Tuesday, December 11, 2007
Frederik Pohl, Gateway
As I've mentioned here before, it's always such a pleasant relief to immerse myself in some good ol' science fiction for a bit after spending months reading stuff because I have to, whether it be for school, for the Newberry, or for various other obligations. Gateway is one of those sci-fi books I acquired quite some time ago ... it sat on my shelf for ages, probably alongside A Canticle For Liebowitz ... and now that I've read it, I'm convinced it's one of the better books I've read this year!

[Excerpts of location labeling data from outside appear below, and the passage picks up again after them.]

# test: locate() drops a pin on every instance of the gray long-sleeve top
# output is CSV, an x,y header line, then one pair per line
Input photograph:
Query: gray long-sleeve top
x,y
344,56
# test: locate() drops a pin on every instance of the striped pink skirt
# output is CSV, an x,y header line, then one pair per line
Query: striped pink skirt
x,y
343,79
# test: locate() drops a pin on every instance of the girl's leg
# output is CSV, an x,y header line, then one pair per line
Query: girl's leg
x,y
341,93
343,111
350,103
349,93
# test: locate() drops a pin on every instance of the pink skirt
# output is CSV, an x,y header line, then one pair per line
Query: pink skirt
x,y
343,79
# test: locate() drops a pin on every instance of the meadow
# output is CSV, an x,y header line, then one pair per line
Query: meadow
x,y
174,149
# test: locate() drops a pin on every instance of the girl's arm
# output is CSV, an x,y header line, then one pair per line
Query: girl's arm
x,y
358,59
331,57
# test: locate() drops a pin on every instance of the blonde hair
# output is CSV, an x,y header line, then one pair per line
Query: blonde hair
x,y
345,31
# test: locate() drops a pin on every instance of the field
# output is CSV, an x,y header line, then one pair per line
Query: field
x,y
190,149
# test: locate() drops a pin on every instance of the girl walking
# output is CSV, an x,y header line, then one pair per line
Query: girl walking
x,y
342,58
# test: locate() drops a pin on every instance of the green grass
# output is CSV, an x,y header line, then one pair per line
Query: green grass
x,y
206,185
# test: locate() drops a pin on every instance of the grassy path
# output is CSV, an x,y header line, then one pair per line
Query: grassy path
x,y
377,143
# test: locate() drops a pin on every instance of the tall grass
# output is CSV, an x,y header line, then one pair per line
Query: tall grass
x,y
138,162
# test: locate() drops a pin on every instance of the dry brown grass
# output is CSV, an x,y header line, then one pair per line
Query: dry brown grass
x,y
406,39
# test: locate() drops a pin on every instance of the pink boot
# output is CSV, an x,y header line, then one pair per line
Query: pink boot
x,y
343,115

Originally published in 1976 and a winner of both the Hugo and the Nebula Awards, Gateway is the story of Robinette Broadhead, a twenty-something young man who spends his days in therapy talking to Sigfrid von Shrink, his artificial intelligence analyst. In the course of Bob's sessions with Sigfrid, we learn that a race of beings called Heechees once populated an asteroid named Gateway, only to mysteriously vanish ... leaving behind hundreds of spacecraft that are pre-programmed to voyage throughout space. The problem is, humans don't know where the ships will go, when they'll return, or how to change the programming ... so all voyages on the Heechee crafts are an immense gamble with one's life -- drawing huge financial rewards for those lucky enough to return alive!
Enter Bob Broadhead, who escapes his lowly existence working in the food mines by winning a lottery, and with his winnings the chance to voyage on these Heechee spacecrafts to prospect for otherworldly riches. A series of such trips leaves him miraculously spared from certain death, and his sessions with Sigfrid reveal his deepest psychological fears, urges, and the profound guilt surrounding his last mission!
Told in chapters that alternate between Bob's therapy sessions and his experiences on Gateway, and sprinkled throughout with glimpses at pop culture from the future (via classified ads, data readouts, spacecraft manifests, letters, interviews, Heechee-related poems, etc.), Pohl's novel is a meditation on social and psychological behavior and the things that make us "human": the need to love, the need to cry, the need to manipulate, and the need to risk everything we know for the thrill of what we don't!
This was a cool book with which to begin my holiday "fun reading." Check it out!